Господи, да она же его ненавидит! Не знаю почему, но она его ненавидит… Еще одна глава в той книге жизни, о которой я ничего не знала, в которой ничего не поняла! Все расползается, рушится — неужели эта фурия не ошибается и мой муж мне все время лгал? И с каких это пор ему нужно мучить того, кого любит? Порочный лжец? Но если это так, то кого я любила? Неужели мало, что у меня больше нет будущего, нужно еще, чтобы у меня не было прошлого? Почва уходит у меня из-под ног, я качусь в пропасть, тону…
Мне не становится легче оттого, что о нем плохо говорят, а слушать это — значит разрушать себя. Почему, когда семья распадается, друзья думают, что помогают, когда начинают уничтожать того, кто ушел?
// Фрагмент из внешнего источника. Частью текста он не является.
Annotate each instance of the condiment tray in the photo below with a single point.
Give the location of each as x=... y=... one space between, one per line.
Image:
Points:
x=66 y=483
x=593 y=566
И что они хотят, что бы я теперь думала? Что, влюбившись, оказалась такой дурой, что тридцать лет только и делала что ставила на зеро? Что мужчина моей жизни не стоил того, что я отдала ему? Как будто в его унижении я могу черпать свое величие!
Я знаю, что потеряла, и мне не нужно для собственного утешения его унижение… Как в жару расставляют всюду ловушки для ос, чтобы те не мешали спокойно обедать, я всюду установила в доме автоответчики, чтобы мне не мешали плакать. Зима, лето, голоса — врагов, друзей, какая разница, от этого не легче, — медоточиво льются из телефонной трубки, потом они захлебываются, начинают биться в судорогах и умирают. Я слышу, как голоса эти жужжат какое-то время, потом затихают. Иногда я поближе подхожу к ловушкам, чтобы присутствовать при их агонии. — «Нас сейчас нет дома, оставьте свое сообщение, и мы перезвоним вам…» Это приманка, поверхность, намазанная медом. Мало кто из этих надоед на нее не попадается: они садятся на мед, прилипают, начинают дергаться, испускают дух. Есть, правда, те, кто поначалу колеблется, потом улетает подальше, потом возвращается, начинает хитрить. Но в конце концов я вылавливаю всех, и они погибают. Я слушаю их предсмертные вздохи, потом легким движением руки стираю след. Никаких следов, и звонить я никуда не буду.
В деревне, куда я скрылась, чтобы думать о нем, обо мне, о нас двоих, о том, «как было», о том, «что было потом», устанавливается вечная зима, и я в ней цепенею. Снежное солнце, как цветок из инея, распускается в черных небесах. Застывшие деревья окружают слепые воды. Сегодня утром я нашла у своего окна замерзшего снегиря… Спускается туман, падает снег и стирает наши шаги до воспоминания: я справляю траур по собственному мужу. Мне одной надо выкопать ему могилу и одной похоронить свое горе.